Quand la masse des gens a
besoin de croire une chose qui va à l'encontre de la réalité, il
lui est extrêmement difficile d'arriver à percevoir celle-ci. Et,
si on tente de transmettre la conscience de celle-ci c'est
pratiquement impossible. Expliquer le contraire de ce que vos
interlocuteurs veulent croire, neutraliser en eux l'effet du syndrome
idéologique de Stockholm, est autant dire rigoureusement impossible.

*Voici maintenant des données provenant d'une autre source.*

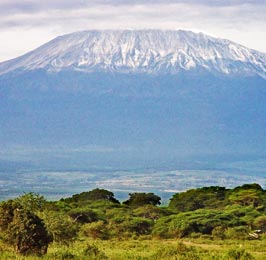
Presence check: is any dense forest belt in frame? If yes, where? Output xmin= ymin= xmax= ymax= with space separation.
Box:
xmin=0 ymin=184 xmax=266 ymax=260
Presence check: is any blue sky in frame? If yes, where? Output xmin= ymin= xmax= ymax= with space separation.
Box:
xmin=0 ymin=0 xmax=266 ymax=61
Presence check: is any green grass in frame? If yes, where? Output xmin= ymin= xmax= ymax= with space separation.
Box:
xmin=0 ymin=238 xmax=266 ymax=260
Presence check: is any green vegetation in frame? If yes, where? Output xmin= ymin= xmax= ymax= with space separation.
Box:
xmin=0 ymin=184 xmax=266 ymax=260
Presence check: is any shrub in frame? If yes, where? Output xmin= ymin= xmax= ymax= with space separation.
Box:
xmin=83 ymin=245 xmax=108 ymax=260
xmin=81 ymin=221 xmax=109 ymax=240
xmin=227 ymin=249 xmax=254 ymax=260
xmin=5 ymin=209 xmax=52 ymax=256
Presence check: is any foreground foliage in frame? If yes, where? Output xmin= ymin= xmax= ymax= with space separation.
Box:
xmin=0 ymin=184 xmax=266 ymax=260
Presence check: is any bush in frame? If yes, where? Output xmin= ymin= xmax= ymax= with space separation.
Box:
xmin=41 ymin=211 xmax=78 ymax=244
xmin=81 ymin=221 xmax=109 ymax=240
xmin=83 ymin=245 xmax=108 ymax=260
xmin=227 ymin=249 xmax=254 ymax=260
xmin=5 ymin=209 xmax=52 ymax=256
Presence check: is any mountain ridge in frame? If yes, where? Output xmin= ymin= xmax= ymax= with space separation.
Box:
xmin=0 ymin=30 xmax=266 ymax=79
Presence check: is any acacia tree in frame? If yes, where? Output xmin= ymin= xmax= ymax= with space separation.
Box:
xmin=123 ymin=193 xmax=161 ymax=207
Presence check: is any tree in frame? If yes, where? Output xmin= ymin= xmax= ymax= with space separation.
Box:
xmin=169 ymin=186 xmax=227 ymax=212
xmin=123 ymin=193 xmax=161 ymax=207
xmin=64 ymin=188 xmax=119 ymax=203
xmin=40 ymin=211 xmax=78 ymax=244
xmin=229 ymin=183 xmax=265 ymax=207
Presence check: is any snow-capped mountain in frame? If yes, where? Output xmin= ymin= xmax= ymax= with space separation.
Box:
xmin=0 ymin=30 xmax=266 ymax=171
xmin=0 ymin=30 xmax=266 ymax=78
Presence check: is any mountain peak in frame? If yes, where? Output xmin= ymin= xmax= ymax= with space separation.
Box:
xmin=0 ymin=30 xmax=266 ymax=78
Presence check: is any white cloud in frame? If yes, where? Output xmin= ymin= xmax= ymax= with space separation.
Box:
xmin=0 ymin=0 xmax=266 ymax=60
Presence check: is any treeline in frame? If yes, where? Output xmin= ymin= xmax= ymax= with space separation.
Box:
xmin=0 ymin=184 xmax=266 ymax=255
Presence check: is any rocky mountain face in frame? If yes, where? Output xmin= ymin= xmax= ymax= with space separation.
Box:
xmin=0 ymin=30 xmax=266 ymax=78
xmin=0 ymin=30 xmax=266 ymax=169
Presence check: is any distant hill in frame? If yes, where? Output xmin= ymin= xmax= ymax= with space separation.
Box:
xmin=0 ymin=30 xmax=266 ymax=168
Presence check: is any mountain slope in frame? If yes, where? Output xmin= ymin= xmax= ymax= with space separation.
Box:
xmin=0 ymin=30 xmax=266 ymax=78
xmin=0 ymin=30 xmax=266 ymax=168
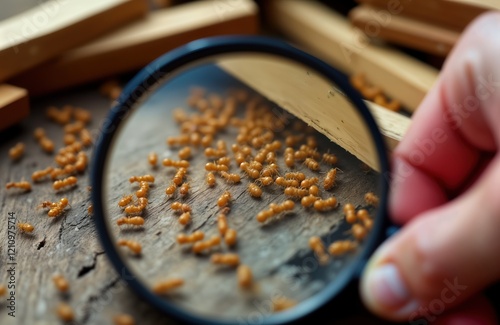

Ce qui ne les empêche pas de se douter éventuellement de quelque
chose d'inhabituel en voyant votre comportement. Ainsi, par exemple,
tout dernièrement une grande et très belle jeune femme inconnue
s'asseyait juste face à moi dans le métro. Elle n'a pas arrêté de
me regarder en utilisant l'arsenal habituel féminin en usage à
Paris pour regarder un homme en faisant semblant de ne pas le faire.
Par exemple : le balayage, qui consiste à balayer un large champ de
vision dans lequel se trouve par hasard l'homme qu'on veut regarder.
Là, ce fut un festival de ces techniques, dont même un balayage que
je ne connaissais pas, au lieu d'être de gauche à droite ou de
droite à gauche, plus sophistiqué il fut de gauche en bas à droite
en haut. Le message indirect de ce manège oculaire était :
« comment se fait-il que vous ne cherchez pas à m'aborder ? »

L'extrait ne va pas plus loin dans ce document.